Ustawienie roweru. Upewnij się, że jesteś dość prawidłowo ustawiony na rowerze - jest sporo poradników w necie, jak ustawić wysokość, wysunięcie, pochylenie siodełka itp. Sprawdź również, że ram jest pod Twój wzrost. Scott speedster to taki endurance, więc jeśli ktoś nie pokusił się o przycięcie rury sterowej i zakładając, że rama tj. jej wielkość jest odpowiednia do Twojego wzrostu - temat ten powinieneś sobie szybko ogarnąć.

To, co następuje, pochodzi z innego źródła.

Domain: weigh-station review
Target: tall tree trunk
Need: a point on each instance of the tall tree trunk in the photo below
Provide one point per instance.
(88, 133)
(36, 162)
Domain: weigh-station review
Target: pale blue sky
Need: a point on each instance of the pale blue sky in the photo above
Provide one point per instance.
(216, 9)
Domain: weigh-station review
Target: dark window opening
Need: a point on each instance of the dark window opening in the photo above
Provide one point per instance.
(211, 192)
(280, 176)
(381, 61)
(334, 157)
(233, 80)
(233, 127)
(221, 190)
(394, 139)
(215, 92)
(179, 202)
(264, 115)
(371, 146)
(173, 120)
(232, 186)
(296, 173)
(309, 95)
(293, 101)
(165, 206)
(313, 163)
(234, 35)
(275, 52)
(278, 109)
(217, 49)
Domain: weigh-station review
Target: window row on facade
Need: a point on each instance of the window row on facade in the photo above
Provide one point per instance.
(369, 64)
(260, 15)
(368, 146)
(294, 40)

Dieta. Jak już trochę się ruszasz, to powinieneś zadbać o odpowiednią ilość węglowodanów oraz białka. Tyczy się to nie tylko okresu potreningowego, ale również przed i w trakcie wysiłku. Jeśli Twoje jazdy są czasowo dłuższe niż1,5h - 2h warto byłoby coś zjeść (węglowodany). U siebie zauważyłem, że mała ilość białka, albo pomijanie go w diecie po treningu właśnie skutkowała silniejszymi i dłuższymi bólami mięśni (a rocznie robię kilkanaście tys. km). Pisząc o diecie nie zapominaj o nawadnianiu (ogólnie - nie tylko podczas treningu).

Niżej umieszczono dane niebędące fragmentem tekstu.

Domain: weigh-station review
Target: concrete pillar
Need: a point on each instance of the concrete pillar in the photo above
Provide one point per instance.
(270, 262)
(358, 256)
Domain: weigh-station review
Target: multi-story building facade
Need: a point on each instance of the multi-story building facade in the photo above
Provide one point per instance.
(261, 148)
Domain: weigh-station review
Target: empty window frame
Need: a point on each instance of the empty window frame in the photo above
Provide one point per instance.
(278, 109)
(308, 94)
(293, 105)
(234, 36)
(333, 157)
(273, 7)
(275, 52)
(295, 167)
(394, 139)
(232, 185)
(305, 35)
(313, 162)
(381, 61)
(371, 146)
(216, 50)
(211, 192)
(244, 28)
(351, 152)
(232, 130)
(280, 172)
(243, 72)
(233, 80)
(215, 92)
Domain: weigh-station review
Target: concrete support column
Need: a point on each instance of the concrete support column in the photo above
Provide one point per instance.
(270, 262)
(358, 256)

Trening. Napisałeś, że jeździłeś treningowo. A ja bym się zapytał w oparciu o co robiłeś te interwały? 😀 Jaki był ich punkt odniesienia? Puls, waty? Czym są te Twoje przejazdy wytrzymałościowe? Jak monitorujesz progres? Ogólnie to widzę to tak. Chcesz się rozwijać - super, ale zrób to z jakimś minimum racjonalności jakim będzie zakup pulsometru. Dzięki niemu poznasz z czasem swoje maksimum, co pozwoli Ci również ustawić się dość precyzyjnie treningowo, tzn. umożliwi Ci zapewnienie, że jazda wytrzymałościowa, jest faktycznie jazdą wytrzymałościową, a nie ponad to. Możliwe, że wydaje Ci się, że jeździsz wytrzymałościowo, a są to np. przejazdy w strefie tempo, tego nie wiemy i ciężko wywnioskować ze średniej bo na nią wpływ ma ukształtowanie terenu, wiatr, pozycja na rowerze i szereg innych czynników. Dość powiedzieć, że u mnie zdarzają się jazdy w drugiej strefie ze średnią pod 34 km/h.
Poza tym po każdym treningu warto się trochę porozciągać.
Możliwe, że masz kilka rzeczy do ogarnięcia, ja bym na początek ogarnął te 3. Poza tym zalecałbym jednak 4 intensywności w tygodniu. I tak, powinieneś dogłębnie przeanalizować także ich intensywność, bo trening po którym odpoczywasz te przykładowe 4 dni do niczego Cię nie doprowadzi, albo szybko zatrzymasz się w miejscu. Poza tym, po 4 miesiącach dość fajnej objętości, uważam osobiście, że można myśleć o jakimś tam treningu, ale podstawą jest tutaj punkt wyjścia, czyli dobrze przepracowany okres bez większych problemów m.in. takich które Ty obecnie masz.